Ainda assim, pode-se argumentar que uma operação de seqüestro no Brasil acabava em
assassinato do mesmo jeito.
FOLHA - Seria a "pistola fumegante", na sua opinião?
KORNBLUH - Seria, sim.
FOLHA - Por que a Argentina e o Paraguai foram mais rápidos e receptivos do que o Brasil em colocar os arquivos à disposição do público?
KORNBLUH - Houve uma retomada recente no movimento
pelo direito de saber no Brasil, e
esse movimento está trabalhando para pressionar o governo para desclassificar os documentos e permitir de verdade o acesso do público aos arquivos. O movimento renasceu
em toda a América Latina. O
Brasil está atrás de países como
o Paraguai, que descobriu o
chamado Arquivo do Terror
nos anos 90 e desde sexta-feira
o expõe ao mundo pela internet, o Chile tem uma lei de liberdade de informação que
ainda não resultou na reabertura de nenhum arquivo significativo. Mas o Brasil deveria ser
o líder nesse processo e até agora está no fim da fila.
Suspeito que é uma questão
que o governo de Lula não vê
como importante para não
criar uma crise ou um conflito
ou um problema com os militares brasileiros. Em outros países, os militares têm sido desacreditados durante o processo.
O único que lida com isso diferentemente é o Brasil, que insiste em salvaguardar os arquivos. É um direito dizer que esse
é um governo civil, os arquivos
do passado pertencem ao povo
brasileiro.
FOLHA - Na lista de nacionalidades
dos mandados de prisão não há nenhum norte-americano. Como?
KORNBLUH - Os EUA, especialmente no meio dos anos 70,
certamente tinham laços com
os governos da Operação Condor.

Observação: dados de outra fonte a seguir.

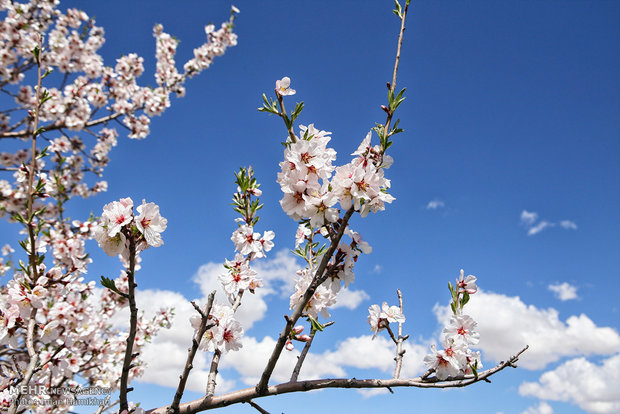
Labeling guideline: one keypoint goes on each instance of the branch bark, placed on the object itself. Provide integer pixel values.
(133, 318)
(174, 407)
(245, 395)
(262, 385)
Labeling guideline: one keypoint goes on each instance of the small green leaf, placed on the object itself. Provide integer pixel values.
(316, 325)
(109, 283)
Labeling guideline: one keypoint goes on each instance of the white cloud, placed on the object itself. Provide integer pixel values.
(564, 291)
(435, 204)
(542, 408)
(350, 299)
(371, 392)
(568, 225)
(506, 324)
(528, 217)
(538, 228)
(355, 352)
(592, 387)
(166, 355)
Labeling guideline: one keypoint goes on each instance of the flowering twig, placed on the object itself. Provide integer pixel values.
(245, 395)
(304, 352)
(399, 343)
(32, 254)
(319, 278)
(204, 317)
(258, 407)
(133, 318)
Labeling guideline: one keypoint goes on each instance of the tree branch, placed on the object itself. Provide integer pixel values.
(304, 352)
(132, 325)
(399, 343)
(245, 395)
(261, 387)
(204, 317)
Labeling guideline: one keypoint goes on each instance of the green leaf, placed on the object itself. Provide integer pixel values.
(109, 283)
(464, 299)
(316, 325)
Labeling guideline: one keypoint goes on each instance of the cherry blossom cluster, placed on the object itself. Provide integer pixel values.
(306, 179)
(90, 95)
(73, 334)
(118, 227)
(456, 358)
(78, 105)
(313, 189)
(379, 318)
(225, 333)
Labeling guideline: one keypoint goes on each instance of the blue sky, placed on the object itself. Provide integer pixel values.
(511, 107)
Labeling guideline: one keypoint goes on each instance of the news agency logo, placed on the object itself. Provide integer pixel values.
(28, 390)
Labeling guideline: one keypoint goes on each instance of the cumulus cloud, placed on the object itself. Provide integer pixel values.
(435, 204)
(539, 227)
(506, 324)
(165, 356)
(350, 299)
(529, 218)
(564, 291)
(594, 388)
(568, 225)
(542, 408)
(360, 352)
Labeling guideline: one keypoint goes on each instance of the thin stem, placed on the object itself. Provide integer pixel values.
(390, 111)
(133, 318)
(399, 344)
(32, 254)
(262, 385)
(258, 407)
(304, 352)
(52, 127)
(174, 407)
(289, 125)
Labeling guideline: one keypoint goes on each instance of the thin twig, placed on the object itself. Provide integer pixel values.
(262, 385)
(304, 352)
(133, 318)
(204, 317)
(258, 407)
(32, 254)
(399, 344)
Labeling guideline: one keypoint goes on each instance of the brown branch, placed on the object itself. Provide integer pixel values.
(204, 317)
(399, 344)
(258, 407)
(262, 385)
(215, 362)
(133, 317)
(284, 117)
(55, 126)
(304, 353)
(392, 86)
(248, 394)
(32, 254)
(34, 359)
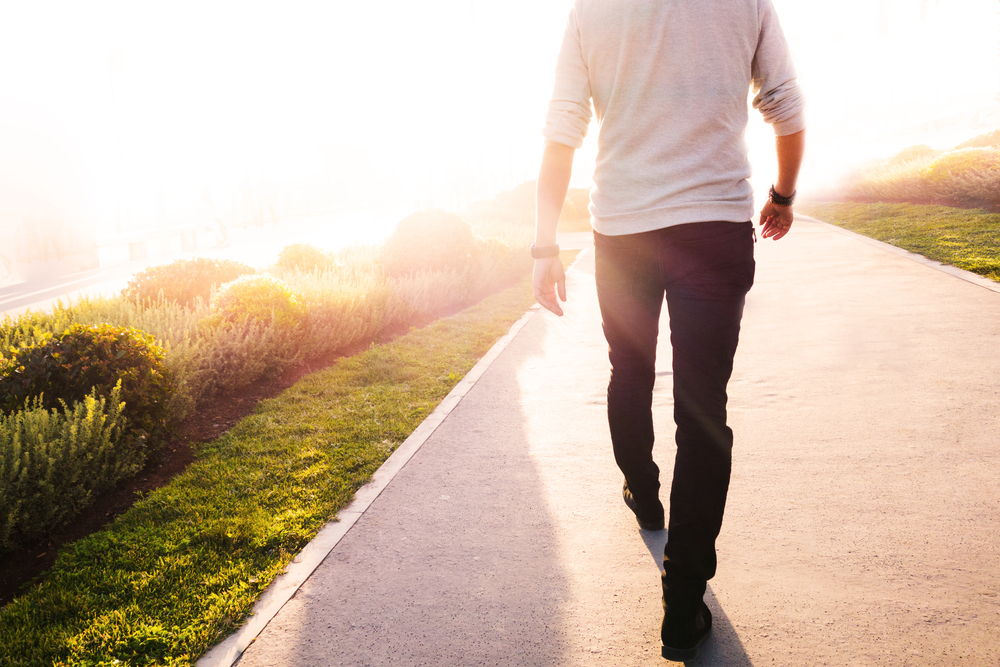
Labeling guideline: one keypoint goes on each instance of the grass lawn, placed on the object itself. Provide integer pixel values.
(966, 238)
(182, 568)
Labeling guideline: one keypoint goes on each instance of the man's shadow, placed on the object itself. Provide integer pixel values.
(723, 647)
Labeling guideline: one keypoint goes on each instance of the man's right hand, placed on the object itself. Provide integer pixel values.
(775, 220)
(549, 280)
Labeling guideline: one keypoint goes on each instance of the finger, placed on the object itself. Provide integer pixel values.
(548, 301)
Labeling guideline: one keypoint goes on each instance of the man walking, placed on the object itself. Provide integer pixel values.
(671, 209)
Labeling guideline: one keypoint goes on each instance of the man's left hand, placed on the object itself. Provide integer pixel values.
(549, 280)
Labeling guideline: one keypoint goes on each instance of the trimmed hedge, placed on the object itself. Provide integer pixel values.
(261, 299)
(53, 462)
(432, 240)
(184, 281)
(67, 367)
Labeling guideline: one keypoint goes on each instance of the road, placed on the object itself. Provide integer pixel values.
(256, 246)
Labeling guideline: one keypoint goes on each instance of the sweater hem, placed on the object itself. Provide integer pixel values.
(637, 222)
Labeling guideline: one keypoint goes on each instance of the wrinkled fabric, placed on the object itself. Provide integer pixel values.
(669, 82)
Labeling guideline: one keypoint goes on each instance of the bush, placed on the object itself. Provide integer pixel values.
(259, 299)
(304, 257)
(912, 153)
(184, 281)
(67, 367)
(988, 140)
(53, 463)
(970, 176)
(432, 240)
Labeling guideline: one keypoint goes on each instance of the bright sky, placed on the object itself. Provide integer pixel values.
(438, 100)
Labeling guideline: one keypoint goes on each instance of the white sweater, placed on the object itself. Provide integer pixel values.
(669, 81)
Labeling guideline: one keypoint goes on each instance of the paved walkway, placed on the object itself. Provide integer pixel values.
(863, 523)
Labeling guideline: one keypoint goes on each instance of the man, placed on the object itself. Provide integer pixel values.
(671, 209)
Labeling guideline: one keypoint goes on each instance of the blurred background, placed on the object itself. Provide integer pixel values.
(123, 120)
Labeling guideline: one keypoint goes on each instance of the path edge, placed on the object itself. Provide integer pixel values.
(285, 585)
(954, 271)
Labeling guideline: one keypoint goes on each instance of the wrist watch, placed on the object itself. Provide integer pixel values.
(544, 251)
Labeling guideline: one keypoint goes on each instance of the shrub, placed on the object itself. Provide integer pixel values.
(891, 182)
(67, 367)
(432, 240)
(970, 176)
(912, 153)
(184, 281)
(260, 299)
(54, 462)
(988, 140)
(304, 257)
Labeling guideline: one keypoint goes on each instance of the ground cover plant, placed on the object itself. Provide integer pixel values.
(966, 238)
(203, 337)
(183, 567)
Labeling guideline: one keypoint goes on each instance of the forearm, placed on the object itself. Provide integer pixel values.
(790, 149)
(553, 184)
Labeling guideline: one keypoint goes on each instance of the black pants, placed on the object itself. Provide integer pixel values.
(705, 269)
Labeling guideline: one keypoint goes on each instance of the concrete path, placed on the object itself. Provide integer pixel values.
(863, 524)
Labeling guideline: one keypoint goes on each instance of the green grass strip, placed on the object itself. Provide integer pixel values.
(966, 238)
(182, 569)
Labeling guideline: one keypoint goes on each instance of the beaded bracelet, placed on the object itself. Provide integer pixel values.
(778, 200)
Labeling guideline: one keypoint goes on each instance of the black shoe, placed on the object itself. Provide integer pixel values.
(644, 522)
(682, 640)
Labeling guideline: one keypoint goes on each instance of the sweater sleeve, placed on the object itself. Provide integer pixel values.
(777, 94)
(569, 109)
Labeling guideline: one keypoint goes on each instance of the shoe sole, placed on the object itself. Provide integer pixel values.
(643, 525)
(683, 654)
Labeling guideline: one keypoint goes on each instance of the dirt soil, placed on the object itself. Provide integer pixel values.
(217, 416)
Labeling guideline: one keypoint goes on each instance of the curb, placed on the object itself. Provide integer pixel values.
(962, 274)
(285, 585)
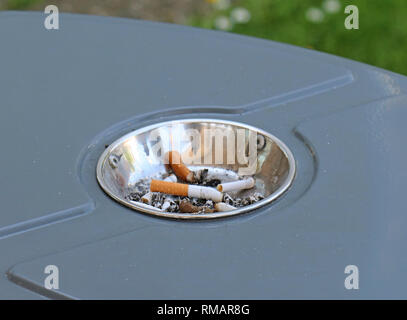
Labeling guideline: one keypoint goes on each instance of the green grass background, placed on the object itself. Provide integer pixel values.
(380, 40)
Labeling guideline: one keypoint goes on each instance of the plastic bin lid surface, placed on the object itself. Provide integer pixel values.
(68, 93)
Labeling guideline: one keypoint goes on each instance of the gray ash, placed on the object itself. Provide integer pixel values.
(171, 203)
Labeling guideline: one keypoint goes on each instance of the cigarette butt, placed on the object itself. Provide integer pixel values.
(179, 168)
(167, 203)
(174, 188)
(236, 185)
(204, 193)
(147, 206)
(221, 206)
(171, 178)
(181, 189)
(187, 207)
(148, 196)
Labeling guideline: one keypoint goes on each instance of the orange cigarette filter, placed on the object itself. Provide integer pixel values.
(174, 188)
(179, 168)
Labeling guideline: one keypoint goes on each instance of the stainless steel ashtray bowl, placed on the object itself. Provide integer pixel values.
(225, 151)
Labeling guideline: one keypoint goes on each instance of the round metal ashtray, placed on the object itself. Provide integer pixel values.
(196, 169)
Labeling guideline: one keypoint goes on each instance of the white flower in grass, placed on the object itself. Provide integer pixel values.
(223, 23)
(314, 15)
(240, 15)
(221, 4)
(331, 6)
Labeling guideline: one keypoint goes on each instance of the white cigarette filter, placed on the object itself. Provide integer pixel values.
(147, 206)
(247, 183)
(221, 206)
(205, 193)
(186, 190)
(148, 196)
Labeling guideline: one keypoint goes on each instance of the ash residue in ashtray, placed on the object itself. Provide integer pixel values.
(181, 190)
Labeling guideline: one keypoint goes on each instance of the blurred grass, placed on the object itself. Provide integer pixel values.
(380, 40)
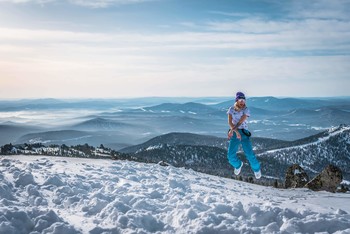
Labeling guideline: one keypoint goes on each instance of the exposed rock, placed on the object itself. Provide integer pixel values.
(296, 177)
(328, 180)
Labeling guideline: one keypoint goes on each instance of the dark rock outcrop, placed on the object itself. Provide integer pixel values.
(296, 177)
(328, 180)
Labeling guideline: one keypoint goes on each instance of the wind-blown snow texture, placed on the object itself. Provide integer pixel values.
(67, 195)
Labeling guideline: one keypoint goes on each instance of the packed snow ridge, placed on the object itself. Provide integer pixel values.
(73, 195)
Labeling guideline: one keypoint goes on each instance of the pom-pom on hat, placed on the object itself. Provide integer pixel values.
(240, 95)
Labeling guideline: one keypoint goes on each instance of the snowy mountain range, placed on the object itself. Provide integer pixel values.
(73, 195)
(118, 123)
(208, 153)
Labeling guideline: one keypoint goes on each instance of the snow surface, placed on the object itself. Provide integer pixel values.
(74, 195)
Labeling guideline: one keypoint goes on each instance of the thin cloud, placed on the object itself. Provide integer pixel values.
(106, 3)
(84, 3)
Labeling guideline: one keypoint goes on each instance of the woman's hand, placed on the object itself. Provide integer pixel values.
(238, 135)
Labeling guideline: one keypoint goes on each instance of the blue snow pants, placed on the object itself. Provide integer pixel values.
(248, 151)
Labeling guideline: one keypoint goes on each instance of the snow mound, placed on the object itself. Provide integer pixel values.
(51, 195)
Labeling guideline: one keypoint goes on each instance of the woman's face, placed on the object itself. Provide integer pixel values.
(241, 103)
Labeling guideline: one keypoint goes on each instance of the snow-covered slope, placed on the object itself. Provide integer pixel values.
(67, 195)
(314, 153)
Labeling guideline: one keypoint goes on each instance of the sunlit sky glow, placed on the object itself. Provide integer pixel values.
(137, 48)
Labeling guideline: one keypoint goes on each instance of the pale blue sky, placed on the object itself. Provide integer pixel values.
(136, 48)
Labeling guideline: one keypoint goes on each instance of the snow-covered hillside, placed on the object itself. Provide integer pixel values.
(71, 195)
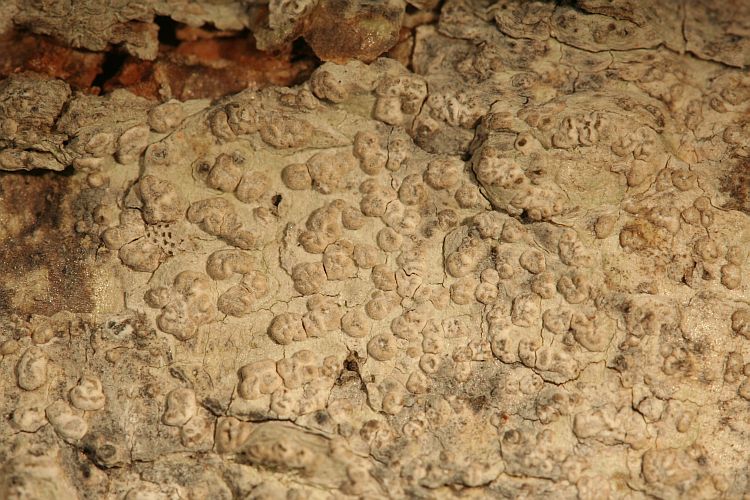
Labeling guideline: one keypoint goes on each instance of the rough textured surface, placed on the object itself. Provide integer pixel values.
(515, 267)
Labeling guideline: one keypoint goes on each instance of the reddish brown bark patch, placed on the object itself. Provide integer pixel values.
(21, 52)
(736, 185)
(211, 68)
(43, 261)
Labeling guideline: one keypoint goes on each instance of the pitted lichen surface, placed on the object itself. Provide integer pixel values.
(516, 269)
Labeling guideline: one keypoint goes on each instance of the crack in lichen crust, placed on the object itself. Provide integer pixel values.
(519, 270)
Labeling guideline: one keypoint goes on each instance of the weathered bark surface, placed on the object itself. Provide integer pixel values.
(510, 259)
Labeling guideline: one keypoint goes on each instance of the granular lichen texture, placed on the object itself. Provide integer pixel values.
(457, 249)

Abro o meu livro com uma
frase tirada do primeiro resumo secreto feito a Henry Kissinger sobre a Operação Condor, em agosto de 1976, por seu
secretário assistente, Harry
Shlaudeman. "Internacionalmente, os generais latinos parecem "gente nossa" ["our guys",
no original em inglês]. Somos
particularmente identificados
com o Chile. Isso não nos vai fazer bem." Então, os EUA sabiam que tinham ligações com
esses países. Mas, por toda a
pesquisa que fizemos, nunca
houve indicação de que funcionários do governo norte-americano estivessem diretamente
envolvidos nessas atividades de
seqüestros e assassinatos.
Com uma exceção. Foi a de
um agente FBI, num caso muito conhecido no Chile, de Jorge
Isaac Fuentes de Alarcon, que
foi preso e interrogado no Paraguai por agentes da polícia secreta argentina, paraguaia e
chilena e então desapareceu
depois de entregue ao Chile.
Aqui, um agente do FBI teve
conhecimento do interrogatório e forneceu ao Chile informações sobre Alarcon.
Há ainda a questão de Kissinger, cujo papel foi questionado
por juízes, inclusive no Brasil.
Há alguns anos, iria receber
uma medalha do governo brasileiro. A informação vazou, começou a se articular um protesto e houve indicação de que um
juiz brasileiro poderia interrogá-lo. Ele cancelou a viagem.